Karakteristik birokrasi semacam ini telah banyak mendapat kritik. Berkaitan dengan ekses strukturisasi dan hierarki otoritas yang berlebihan, menimbulkan timbulknya konsentrasi kekuasaan yang berlebihan di tangan pimpinan birokrasi. Adapun tingkat formalisasi yang tinggi menimbulkan timbulnya kerentanan penyimpangan tujuan (goal displacement), yang menimbulkan birokrat menjadi lebi berorientasi kepada peraturan (rule driven) tinimbang mini (mission driven). Dalam hal ini elemen pimpinan dan hukum lalu seolah menjadi satu, bahwa pimpinan ialah personifikasi dan atribut tertinggi dari sistem dan aturan, alasannya ialah otoritasnya untuk memformulasikan kebijakan (aturan). Dalam hal ini pimpinan memaknai kepemilikannya terhadap sumber daya berupa otoritas dalam pembuatan kebijakan/keputusan, serta posisinya sebagai “penafsir dan penegak” nilai sebagai basis membangun ketergantungan bawahan dan organisasinya terhadap dirinya bersangkutan. Dalam tataran inilah pimpinan birokrasi mendapat basisi legitimasi kekuasaannya.
Sebetulnya ada prosedur internal untuk mengontrol semoga pimpinan tidak berlaku eksesif dalam sudut pandang itu, yaitu dengan adanya prinsip lain dari birokrasi Weberian yang mensyaratkan adanya impersonalitas dan pemisahan kehidupan organisasi yang terang dari kehidupan pribadi.

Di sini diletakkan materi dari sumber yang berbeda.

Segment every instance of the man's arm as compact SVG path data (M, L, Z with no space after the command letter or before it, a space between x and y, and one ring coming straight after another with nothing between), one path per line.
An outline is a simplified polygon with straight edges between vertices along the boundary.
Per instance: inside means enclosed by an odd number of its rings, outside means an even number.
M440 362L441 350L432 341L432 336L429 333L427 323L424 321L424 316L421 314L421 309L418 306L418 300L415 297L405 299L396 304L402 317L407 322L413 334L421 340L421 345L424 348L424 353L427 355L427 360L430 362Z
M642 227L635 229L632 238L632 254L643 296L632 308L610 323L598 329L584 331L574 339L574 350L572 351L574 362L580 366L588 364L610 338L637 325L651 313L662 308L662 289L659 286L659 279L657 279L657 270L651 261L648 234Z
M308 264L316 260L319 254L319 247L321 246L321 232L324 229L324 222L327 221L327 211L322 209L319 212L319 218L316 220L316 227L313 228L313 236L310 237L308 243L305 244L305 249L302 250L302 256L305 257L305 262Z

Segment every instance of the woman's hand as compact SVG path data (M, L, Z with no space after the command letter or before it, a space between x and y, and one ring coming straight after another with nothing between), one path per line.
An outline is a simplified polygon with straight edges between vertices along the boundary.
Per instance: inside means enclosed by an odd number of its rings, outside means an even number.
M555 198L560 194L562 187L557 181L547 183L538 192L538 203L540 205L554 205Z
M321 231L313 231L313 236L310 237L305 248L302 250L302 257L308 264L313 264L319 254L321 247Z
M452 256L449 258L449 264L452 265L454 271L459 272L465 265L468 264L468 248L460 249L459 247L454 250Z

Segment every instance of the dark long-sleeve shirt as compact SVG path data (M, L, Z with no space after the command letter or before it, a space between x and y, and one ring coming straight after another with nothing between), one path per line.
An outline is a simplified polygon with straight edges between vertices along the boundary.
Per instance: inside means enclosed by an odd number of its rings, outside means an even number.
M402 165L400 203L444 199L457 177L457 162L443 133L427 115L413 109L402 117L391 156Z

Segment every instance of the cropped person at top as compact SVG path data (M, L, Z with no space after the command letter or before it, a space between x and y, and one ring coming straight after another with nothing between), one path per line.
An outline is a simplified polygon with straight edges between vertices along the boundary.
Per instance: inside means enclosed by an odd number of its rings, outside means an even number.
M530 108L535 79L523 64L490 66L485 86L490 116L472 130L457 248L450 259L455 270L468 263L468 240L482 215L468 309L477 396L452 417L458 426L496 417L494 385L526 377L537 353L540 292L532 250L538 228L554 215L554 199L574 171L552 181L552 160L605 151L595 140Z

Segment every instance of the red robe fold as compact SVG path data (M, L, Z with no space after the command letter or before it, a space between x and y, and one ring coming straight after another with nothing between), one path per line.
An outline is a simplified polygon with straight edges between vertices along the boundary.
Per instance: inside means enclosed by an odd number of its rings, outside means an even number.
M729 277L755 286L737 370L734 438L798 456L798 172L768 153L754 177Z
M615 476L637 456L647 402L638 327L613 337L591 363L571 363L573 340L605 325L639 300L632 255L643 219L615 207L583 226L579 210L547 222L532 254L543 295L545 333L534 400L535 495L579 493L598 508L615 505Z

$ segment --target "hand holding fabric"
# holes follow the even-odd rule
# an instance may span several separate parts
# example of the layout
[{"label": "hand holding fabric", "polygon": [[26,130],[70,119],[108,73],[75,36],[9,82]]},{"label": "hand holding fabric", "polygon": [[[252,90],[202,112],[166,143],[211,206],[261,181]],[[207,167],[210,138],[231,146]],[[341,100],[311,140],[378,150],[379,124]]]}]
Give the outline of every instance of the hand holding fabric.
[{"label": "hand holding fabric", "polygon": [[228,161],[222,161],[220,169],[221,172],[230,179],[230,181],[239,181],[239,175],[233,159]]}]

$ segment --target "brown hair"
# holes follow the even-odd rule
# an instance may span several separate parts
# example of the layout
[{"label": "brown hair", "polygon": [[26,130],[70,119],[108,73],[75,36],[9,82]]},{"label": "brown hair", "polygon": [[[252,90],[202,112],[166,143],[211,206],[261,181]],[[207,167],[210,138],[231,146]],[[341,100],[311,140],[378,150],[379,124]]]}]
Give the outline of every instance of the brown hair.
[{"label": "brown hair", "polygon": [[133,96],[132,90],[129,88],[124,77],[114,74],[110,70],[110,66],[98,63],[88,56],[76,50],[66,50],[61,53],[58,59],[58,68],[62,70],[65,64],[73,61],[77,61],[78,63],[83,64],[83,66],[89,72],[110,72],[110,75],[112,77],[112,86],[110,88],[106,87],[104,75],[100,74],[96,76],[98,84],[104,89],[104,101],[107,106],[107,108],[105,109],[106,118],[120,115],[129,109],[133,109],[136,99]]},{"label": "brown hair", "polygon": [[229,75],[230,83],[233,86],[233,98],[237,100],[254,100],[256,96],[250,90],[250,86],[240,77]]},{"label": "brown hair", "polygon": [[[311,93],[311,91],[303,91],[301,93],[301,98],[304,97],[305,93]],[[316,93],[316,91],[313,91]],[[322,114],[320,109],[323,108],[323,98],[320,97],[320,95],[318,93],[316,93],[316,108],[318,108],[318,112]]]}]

Namun apa yang terjadi? Pimpinan birokrasi tetap tampil dalam manifestasi sebagai penguasa organisasinya, yang mempunyai privilege hingga di luar btas-batas kewenangan formalnya. Dalam kasus birokrasi publik di Indonesia, model kepemimpinan birokrasi mekanistik-weberian tersebut beririsan dengan faktor kultural yang memang sudah paternalistik.

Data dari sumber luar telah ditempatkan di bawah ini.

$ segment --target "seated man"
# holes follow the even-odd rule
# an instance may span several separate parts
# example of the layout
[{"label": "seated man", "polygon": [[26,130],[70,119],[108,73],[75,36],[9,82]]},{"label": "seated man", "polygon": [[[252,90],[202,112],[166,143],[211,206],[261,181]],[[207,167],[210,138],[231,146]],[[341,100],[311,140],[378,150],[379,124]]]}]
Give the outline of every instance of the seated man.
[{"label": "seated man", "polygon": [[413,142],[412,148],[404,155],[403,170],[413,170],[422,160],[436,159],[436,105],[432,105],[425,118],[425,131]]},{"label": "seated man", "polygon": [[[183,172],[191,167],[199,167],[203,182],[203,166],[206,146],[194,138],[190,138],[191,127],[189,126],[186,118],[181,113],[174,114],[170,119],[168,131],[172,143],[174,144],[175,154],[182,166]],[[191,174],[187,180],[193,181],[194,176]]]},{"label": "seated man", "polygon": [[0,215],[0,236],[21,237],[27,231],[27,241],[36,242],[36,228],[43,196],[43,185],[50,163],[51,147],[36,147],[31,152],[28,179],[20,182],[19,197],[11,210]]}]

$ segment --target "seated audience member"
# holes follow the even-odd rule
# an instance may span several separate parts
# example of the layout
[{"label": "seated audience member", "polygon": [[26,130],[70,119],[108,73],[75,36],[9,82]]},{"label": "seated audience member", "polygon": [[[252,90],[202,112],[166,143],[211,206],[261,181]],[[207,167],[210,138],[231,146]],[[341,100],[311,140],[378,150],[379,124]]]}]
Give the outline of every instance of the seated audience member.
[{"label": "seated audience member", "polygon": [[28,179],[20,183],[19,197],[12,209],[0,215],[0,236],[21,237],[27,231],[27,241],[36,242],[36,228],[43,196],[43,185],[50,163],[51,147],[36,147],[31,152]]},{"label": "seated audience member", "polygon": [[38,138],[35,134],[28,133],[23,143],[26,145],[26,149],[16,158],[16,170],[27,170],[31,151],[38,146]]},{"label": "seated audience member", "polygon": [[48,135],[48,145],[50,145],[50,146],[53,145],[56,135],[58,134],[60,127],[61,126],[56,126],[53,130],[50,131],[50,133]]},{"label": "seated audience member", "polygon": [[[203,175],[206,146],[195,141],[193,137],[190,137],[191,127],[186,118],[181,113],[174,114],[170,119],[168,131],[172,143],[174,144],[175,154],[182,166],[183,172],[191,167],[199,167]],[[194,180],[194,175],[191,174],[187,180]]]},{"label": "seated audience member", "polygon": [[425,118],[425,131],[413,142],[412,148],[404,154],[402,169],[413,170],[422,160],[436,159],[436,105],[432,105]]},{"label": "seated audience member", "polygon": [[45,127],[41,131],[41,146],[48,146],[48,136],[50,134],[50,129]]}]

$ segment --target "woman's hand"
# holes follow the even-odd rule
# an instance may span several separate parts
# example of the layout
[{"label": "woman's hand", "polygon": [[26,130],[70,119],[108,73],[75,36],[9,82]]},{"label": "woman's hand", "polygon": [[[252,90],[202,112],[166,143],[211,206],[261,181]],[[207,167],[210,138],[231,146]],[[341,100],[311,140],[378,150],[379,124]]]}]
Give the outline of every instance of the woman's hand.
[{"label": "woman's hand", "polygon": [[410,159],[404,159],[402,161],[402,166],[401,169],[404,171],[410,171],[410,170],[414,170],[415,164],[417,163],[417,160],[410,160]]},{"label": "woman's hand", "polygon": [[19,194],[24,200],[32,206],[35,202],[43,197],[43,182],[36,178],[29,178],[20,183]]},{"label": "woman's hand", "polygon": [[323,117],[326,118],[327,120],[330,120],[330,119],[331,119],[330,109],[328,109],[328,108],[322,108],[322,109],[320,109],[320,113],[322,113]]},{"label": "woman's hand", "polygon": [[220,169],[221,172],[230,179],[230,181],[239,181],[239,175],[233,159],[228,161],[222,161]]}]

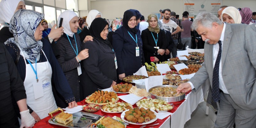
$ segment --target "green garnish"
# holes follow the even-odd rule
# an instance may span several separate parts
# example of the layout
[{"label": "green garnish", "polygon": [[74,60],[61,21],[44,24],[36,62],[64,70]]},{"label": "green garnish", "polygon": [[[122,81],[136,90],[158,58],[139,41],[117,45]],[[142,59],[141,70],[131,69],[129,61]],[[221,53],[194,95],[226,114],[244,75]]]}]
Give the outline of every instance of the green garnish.
[{"label": "green garnish", "polygon": [[98,127],[98,128],[105,128],[105,127],[101,124],[97,125],[97,127]]},{"label": "green garnish", "polygon": [[85,120],[86,119],[86,118],[85,117],[82,117],[81,118],[81,119],[82,120]]}]

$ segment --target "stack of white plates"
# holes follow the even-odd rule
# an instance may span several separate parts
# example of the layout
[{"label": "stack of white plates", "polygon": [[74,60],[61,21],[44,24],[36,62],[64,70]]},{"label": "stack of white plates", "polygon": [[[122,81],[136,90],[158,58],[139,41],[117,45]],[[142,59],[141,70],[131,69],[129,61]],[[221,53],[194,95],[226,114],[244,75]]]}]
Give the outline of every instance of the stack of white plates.
[{"label": "stack of white plates", "polygon": [[135,83],[135,85],[139,88],[145,89],[145,80],[144,79],[132,80],[132,83]]},{"label": "stack of white plates", "polygon": [[146,89],[146,87],[145,86],[145,84],[144,84],[144,85],[140,85],[137,84],[135,84],[135,85],[136,86],[137,88],[141,88],[142,89]]}]

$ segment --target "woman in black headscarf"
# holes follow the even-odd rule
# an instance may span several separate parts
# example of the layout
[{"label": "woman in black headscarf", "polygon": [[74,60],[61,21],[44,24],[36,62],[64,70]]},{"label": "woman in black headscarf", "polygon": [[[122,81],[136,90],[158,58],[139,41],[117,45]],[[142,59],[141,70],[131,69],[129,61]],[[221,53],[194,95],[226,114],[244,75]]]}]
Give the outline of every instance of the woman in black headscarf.
[{"label": "woman in black headscarf", "polygon": [[81,99],[85,99],[98,90],[116,84],[117,64],[116,54],[110,42],[107,40],[108,24],[101,18],[95,19],[89,29],[93,41],[84,44],[89,49],[89,57],[83,62],[80,84]]},{"label": "woman in black headscarf", "polygon": [[138,18],[132,10],[124,12],[123,26],[113,35],[112,44],[116,54],[117,74],[120,80],[133,75],[145,62],[140,32],[135,28]]}]

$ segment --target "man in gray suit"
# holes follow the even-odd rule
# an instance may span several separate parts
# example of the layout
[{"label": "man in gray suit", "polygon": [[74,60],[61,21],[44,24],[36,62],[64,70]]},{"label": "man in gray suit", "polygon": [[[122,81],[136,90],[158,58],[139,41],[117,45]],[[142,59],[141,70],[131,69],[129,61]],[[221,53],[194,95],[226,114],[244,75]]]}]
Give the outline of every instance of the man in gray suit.
[{"label": "man in gray suit", "polygon": [[178,93],[197,90],[209,78],[218,106],[215,127],[256,126],[256,27],[221,22],[214,15],[197,15],[192,29],[205,42],[204,62]]}]

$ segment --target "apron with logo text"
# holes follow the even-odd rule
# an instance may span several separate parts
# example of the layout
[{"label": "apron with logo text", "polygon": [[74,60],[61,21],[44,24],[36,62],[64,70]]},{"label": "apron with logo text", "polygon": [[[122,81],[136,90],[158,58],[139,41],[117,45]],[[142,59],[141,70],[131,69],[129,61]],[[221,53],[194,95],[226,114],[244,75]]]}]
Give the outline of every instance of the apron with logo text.
[{"label": "apron with logo text", "polygon": [[[44,55],[44,52],[42,50]],[[23,57],[22,51],[20,52]],[[46,57],[46,56],[45,56]],[[27,94],[27,103],[28,105],[42,119],[48,116],[48,113],[57,108],[57,106],[52,93],[52,67],[46,59],[46,62],[37,63],[36,71],[37,77],[41,81],[43,85],[44,96],[35,99],[33,87],[33,83],[36,81],[36,75],[29,64],[27,64],[24,57],[24,61],[26,63],[26,77],[24,80],[24,86]],[[36,64],[32,65],[35,68]]]}]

Kesimpulan disikusi awal ini mengantarkan kita kepada sebuah pernyataan bahwa konsepsi kepemimpinan, manajerialisme, dan kekuasaan pada birokrasi publik, merupakan tiga wajah yang berwujud dalam satu persen yang menduduki suatu jabatan. Sehingga selanjutnya dalam goresan pena ini istilah pemimpin akan merujuk pada posisi strategix apex dalam struktur birokrasi publik.
Dengan memperhatikan rumusan diskusi di atas, maka sudah sangat sempurna jikalau kita memikirkan bagaimana caranya mengkonstruksinya ulang kepemimpinan birokrasi publik. Karena tidak sanggup dipungkiri jikalau kepemimpinan birokrasi publik dibiarkan dalam bentuk profil menyerupai itu, maka akan menjadi halangan untuk mencapai efektivitas dari kepemimpinan itu sendiri. Apalagi organisasi birokrasi publik tidaklah sanggup dibayangkan lagi menyerupai organisasi birokratik-mekanistik ala Weberian, yang beroperasi seperti dalam ruang serta lingkungan yang statis. Oleh alasannya ialah itu, ada baiknya jikalau mencermati kemungkinan alternatif kepemimpinan birokrasi publik lainnya, yang sanggup jadi akan lebih efektif, menyerupai contohnya pendekatan kepemimpinan yang melayani.
Daftar Pustaka
Wahyudi Kumorotomo dan Ambar Widaningrum, 2010, Reformasi Aparatur Negara Ditinjau Kembali. Yogyakarta: Gawa Media.